For homeowners, though, rising interest rates can be a real source of stress. So what’s actually going on with mortgage rates right now, and what should you be doing about it?
Who decides mortgage interest rates?
The Bank of England sets the base rate, which is the rate it charges commercial banks and lenders. This has a knock-on effect across the financial system, however, it’s not as simple as your mortgage rate automatically mirroring the base rate. Ultimately, it’s the choice of each institution what interest rate to offer to customers, both on savings, mortgages and loans.
That’s why it pays to shop around, and a reason it can be helpful to work with a mortgage broker when you look for a deal. There isn’t a one-size-fits-all approach to the rates you will be offered by different lenders, so you need to shop around to get the best offer.
It’s also worth noting that the base rate isn’t the only thing that impacts the interest rate you will be offered by a lender on a mortgage. There are several factors that come into play when a lender considers a mortgage application, including your deposit, the loan-to-value (LTV) ratio (which is the size of your deposit as a percentage of the property purchase price), and your credit history.
Generally speaking, the higher your deposit and the lower your LTV ratio, the lower the interest rate will typically be. Even a small change in the rate can make a huge difference to the overall cost of your mortgage.
What happens if interest rates fall?
When the base rate changes, most banks update the accounts and products very quickly, which can have a direct impact on your finances, for better or for worse. If you have any type of account with a variable interest rate – whether that’s a savings account or a variable mortgage deal- you will usually notice that your bank implements any change straight away. If, however, you have a fixed rate, you won’t see any change in your interest rate for the full duration of the fixed term.
If you’re wondering whether to fix your mortgage rate or choose a variable option, there are a few things to consider. Crucially, there’s no right or wrong approach, and the best option will depend entirely on your circumstances. Variable rates give you the benefit of being able to benefit from any drops in the base rate, so your monthly payments can go down and free up some extra cash if the rate moves in one direction continually.

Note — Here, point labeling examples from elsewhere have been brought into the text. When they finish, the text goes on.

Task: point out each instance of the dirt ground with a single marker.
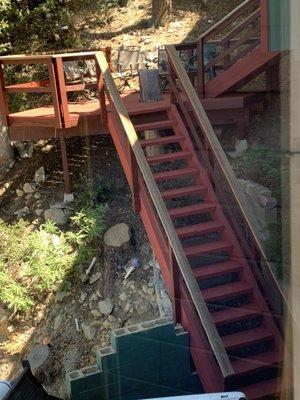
(96, 157)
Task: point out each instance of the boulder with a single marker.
(56, 215)
(105, 307)
(28, 188)
(40, 176)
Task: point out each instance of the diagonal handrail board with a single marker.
(183, 264)
(228, 19)
(221, 158)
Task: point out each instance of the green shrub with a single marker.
(273, 245)
(12, 292)
(263, 165)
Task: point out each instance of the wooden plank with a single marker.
(183, 264)
(228, 19)
(252, 17)
(223, 163)
(62, 94)
(33, 87)
(232, 48)
(54, 92)
(3, 99)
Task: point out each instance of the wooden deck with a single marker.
(39, 123)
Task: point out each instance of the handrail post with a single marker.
(175, 277)
(101, 93)
(135, 189)
(172, 78)
(264, 25)
(200, 68)
(59, 70)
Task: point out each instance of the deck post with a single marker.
(200, 69)
(264, 25)
(101, 94)
(174, 271)
(135, 189)
(64, 159)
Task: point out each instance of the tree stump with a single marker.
(153, 150)
(41, 360)
(116, 253)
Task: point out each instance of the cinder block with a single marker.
(110, 391)
(135, 395)
(93, 377)
(174, 372)
(140, 370)
(75, 382)
(106, 358)
(116, 337)
(191, 383)
(140, 354)
(172, 343)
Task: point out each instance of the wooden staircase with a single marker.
(241, 43)
(241, 72)
(228, 286)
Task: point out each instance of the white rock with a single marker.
(28, 188)
(83, 296)
(123, 296)
(37, 195)
(117, 235)
(40, 176)
(19, 193)
(56, 215)
(39, 211)
(105, 307)
(57, 323)
(60, 296)
(95, 277)
(88, 331)
(241, 147)
(96, 313)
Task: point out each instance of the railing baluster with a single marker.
(200, 68)
(136, 202)
(175, 276)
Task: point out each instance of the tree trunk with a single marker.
(6, 153)
(161, 10)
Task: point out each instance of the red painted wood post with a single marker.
(200, 69)
(135, 189)
(64, 158)
(54, 93)
(62, 91)
(227, 58)
(3, 99)
(264, 25)
(101, 93)
(172, 78)
(175, 295)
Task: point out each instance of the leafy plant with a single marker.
(12, 293)
(263, 165)
(273, 245)
(90, 224)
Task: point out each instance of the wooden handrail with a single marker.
(222, 160)
(228, 19)
(183, 264)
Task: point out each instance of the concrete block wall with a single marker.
(147, 360)
(264, 213)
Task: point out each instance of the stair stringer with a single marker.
(237, 254)
(202, 359)
(241, 72)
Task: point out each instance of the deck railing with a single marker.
(55, 85)
(141, 181)
(228, 190)
(234, 36)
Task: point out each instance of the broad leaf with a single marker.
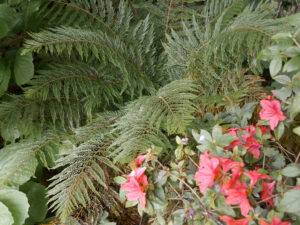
(36, 194)
(275, 66)
(291, 171)
(17, 204)
(5, 215)
(290, 202)
(295, 108)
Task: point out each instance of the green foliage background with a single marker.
(87, 85)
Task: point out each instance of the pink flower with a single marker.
(275, 221)
(238, 196)
(252, 144)
(230, 221)
(271, 111)
(140, 159)
(207, 172)
(267, 190)
(135, 186)
(228, 164)
(255, 176)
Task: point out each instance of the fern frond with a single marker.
(18, 161)
(148, 119)
(21, 117)
(79, 81)
(134, 62)
(95, 15)
(215, 57)
(84, 165)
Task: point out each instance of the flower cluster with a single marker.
(238, 184)
(137, 183)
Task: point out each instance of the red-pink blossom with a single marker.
(231, 221)
(207, 172)
(238, 196)
(255, 176)
(140, 159)
(275, 221)
(266, 193)
(252, 145)
(271, 110)
(135, 186)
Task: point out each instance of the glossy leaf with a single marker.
(17, 204)
(23, 68)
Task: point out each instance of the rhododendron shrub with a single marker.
(232, 174)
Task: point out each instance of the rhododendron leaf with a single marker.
(217, 131)
(290, 202)
(275, 65)
(178, 140)
(203, 137)
(225, 140)
(122, 194)
(158, 204)
(297, 130)
(149, 208)
(283, 93)
(279, 161)
(292, 65)
(223, 208)
(161, 178)
(5, 215)
(120, 180)
(131, 203)
(279, 130)
(179, 152)
(291, 171)
(295, 108)
(179, 216)
(283, 79)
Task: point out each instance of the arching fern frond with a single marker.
(148, 120)
(134, 60)
(18, 161)
(215, 57)
(84, 166)
(80, 81)
(94, 15)
(21, 117)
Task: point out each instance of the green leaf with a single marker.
(217, 131)
(290, 202)
(3, 29)
(224, 208)
(295, 107)
(17, 204)
(225, 140)
(292, 65)
(36, 194)
(23, 68)
(282, 79)
(131, 203)
(279, 130)
(291, 171)
(275, 66)
(4, 76)
(5, 215)
(296, 130)
(294, 19)
(120, 180)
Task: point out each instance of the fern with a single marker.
(126, 46)
(147, 119)
(215, 57)
(83, 166)
(18, 161)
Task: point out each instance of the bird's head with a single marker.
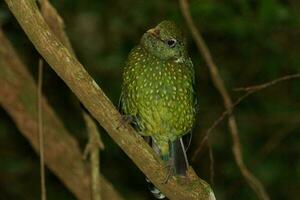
(165, 41)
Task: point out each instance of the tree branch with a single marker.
(17, 96)
(218, 82)
(93, 98)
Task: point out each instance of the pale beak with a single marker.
(154, 32)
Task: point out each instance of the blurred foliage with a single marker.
(252, 42)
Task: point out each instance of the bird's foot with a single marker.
(170, 171)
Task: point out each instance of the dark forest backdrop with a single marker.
(252, 42)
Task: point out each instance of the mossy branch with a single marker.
(62, 153)
(93, 98)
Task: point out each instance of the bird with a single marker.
(158, 93)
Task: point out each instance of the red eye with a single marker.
(172, 42)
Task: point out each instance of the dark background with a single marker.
(251, 41)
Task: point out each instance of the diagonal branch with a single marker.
(93, 98)
(253, 182)
(62, 153)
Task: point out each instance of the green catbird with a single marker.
(158, 93)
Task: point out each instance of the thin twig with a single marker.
(249, 90)
(253, 182)
(211, 164)
(92, 148)
(40, 127)
(268, 84)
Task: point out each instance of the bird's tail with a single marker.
(177, 158)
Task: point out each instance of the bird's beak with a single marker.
(154, 32)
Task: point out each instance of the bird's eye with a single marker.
(172, 42)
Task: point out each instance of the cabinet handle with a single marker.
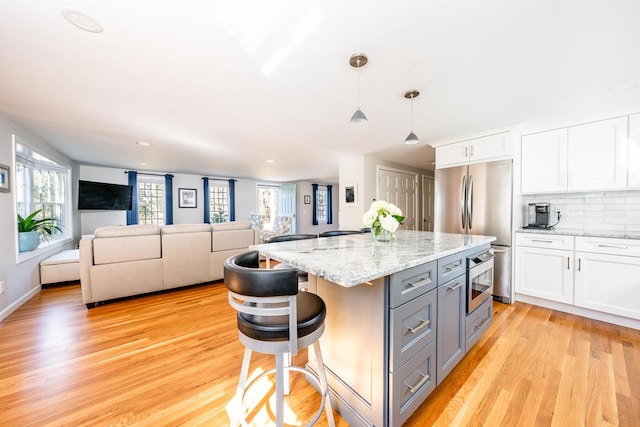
(613, 246)
(453, 267)
(423, 380)
(423, 324)
(479, 325)
(420, 282)
(456, 286)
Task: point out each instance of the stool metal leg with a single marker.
(280, 390)
(323, 384)
(238, 416)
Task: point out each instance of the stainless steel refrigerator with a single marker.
(477, 199)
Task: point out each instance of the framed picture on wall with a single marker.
(187, 198)
(4, 179)
(350, 194)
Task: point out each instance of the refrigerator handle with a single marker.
(470, 202)
(463, 205)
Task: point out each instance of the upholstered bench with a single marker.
(61, 267)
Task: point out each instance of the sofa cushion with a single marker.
(185, 228)
(227, 226)
(109, 250)
(127, 230)
(232, 239)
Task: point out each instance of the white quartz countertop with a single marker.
(589, 233)
(354, 259)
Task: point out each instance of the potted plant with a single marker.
(30, 229)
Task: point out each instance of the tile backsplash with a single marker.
(617, 212)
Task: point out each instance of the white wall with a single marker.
(363, 171)
(22, 280)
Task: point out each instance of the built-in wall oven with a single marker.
(479, 278)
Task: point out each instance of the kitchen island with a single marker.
(391, 306)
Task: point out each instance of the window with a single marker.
(41, 184)
(321, 205)
(267, 204)
(150, 200)
(219, 202)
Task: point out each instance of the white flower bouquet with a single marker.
(383, 218)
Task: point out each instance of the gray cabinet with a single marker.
(412, 339)
(451, 325)
(478, 322)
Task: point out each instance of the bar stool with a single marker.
(274, 318)
(332, 233)
(303, 276)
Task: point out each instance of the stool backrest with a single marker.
(332, 233)
(289, 237)
(243, 276)
(263, 292)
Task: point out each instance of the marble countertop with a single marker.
(354, 259)
(581, 233)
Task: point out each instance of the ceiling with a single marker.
(220, 87)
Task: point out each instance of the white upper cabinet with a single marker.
(634, 151)
(544, 162)
(586, 157)
(597, 155)
(492, 147)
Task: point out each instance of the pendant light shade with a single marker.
(358, 117)
(357, 61)
(412, 138)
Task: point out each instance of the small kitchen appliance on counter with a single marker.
(540, 216)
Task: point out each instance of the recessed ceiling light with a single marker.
(82, 21)
(624, 85)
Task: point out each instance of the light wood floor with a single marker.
(173, 359)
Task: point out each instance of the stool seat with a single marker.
(310, 314)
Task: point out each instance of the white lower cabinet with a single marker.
(601, 274)
(606, 282)
(542, 270)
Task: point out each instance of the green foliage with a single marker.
(42, 226)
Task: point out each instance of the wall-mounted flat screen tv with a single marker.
(104, 196)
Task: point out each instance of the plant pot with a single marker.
(28, 241)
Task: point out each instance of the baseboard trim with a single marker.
(584, 312)
(16, 304)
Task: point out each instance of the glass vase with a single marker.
(382, 235)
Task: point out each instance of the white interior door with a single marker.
(400, 188)
(287, 203)
(427, 202)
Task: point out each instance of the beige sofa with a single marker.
(122, 261)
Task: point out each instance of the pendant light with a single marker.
(412, 138)
(357, 61)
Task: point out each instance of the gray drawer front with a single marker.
(413, 325)
(419, 375)
(478, 322)
(411, 283)
(451, 267)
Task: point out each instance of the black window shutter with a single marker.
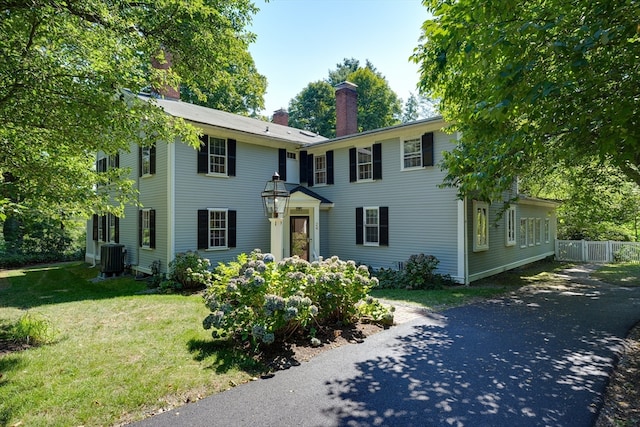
(353, 166)
(152, 159)
(303, 167)
(359, 226)
(103, 218)
(231, 228)
(152, 228)
(377, 161)
(203, 229)
(330, 167)
(282, 163)
(384, 225)
(140, 228)
(94, 227)
(203, 154)
(427, 149)
(310, 170)
(231, 157)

On the other hand, there is no certainty that rates will continue to go down for any given period, and if the economic environment changes rapidly, then rates can go back up at any time. Fixed rate mortgages give you certainty of your payments for the duration of the term – usually either 2 or 5 years – yet can be frustrating if you find yourself tied into a high rate.
Will mortgage interest rates go up or down in the coming months?
That’s the big question, and only time will tell. The Bank of England’s decisions over the months to come will be based on whether inflation continues to fall, stall or rise. The global economy plays a part, too. Trade deals, supply chain issues and tariffs all impact inflation and the economy as a whole.
As a homeowner, if you plan to remortgage in the next six months or if you’re planning to buy a home, it’s a good idea to speak to a mortgage broker sooner rather than later. Lenders often price in future interest rate movements when they make mortgage offers, so acting early can give you more time to secure a good deal.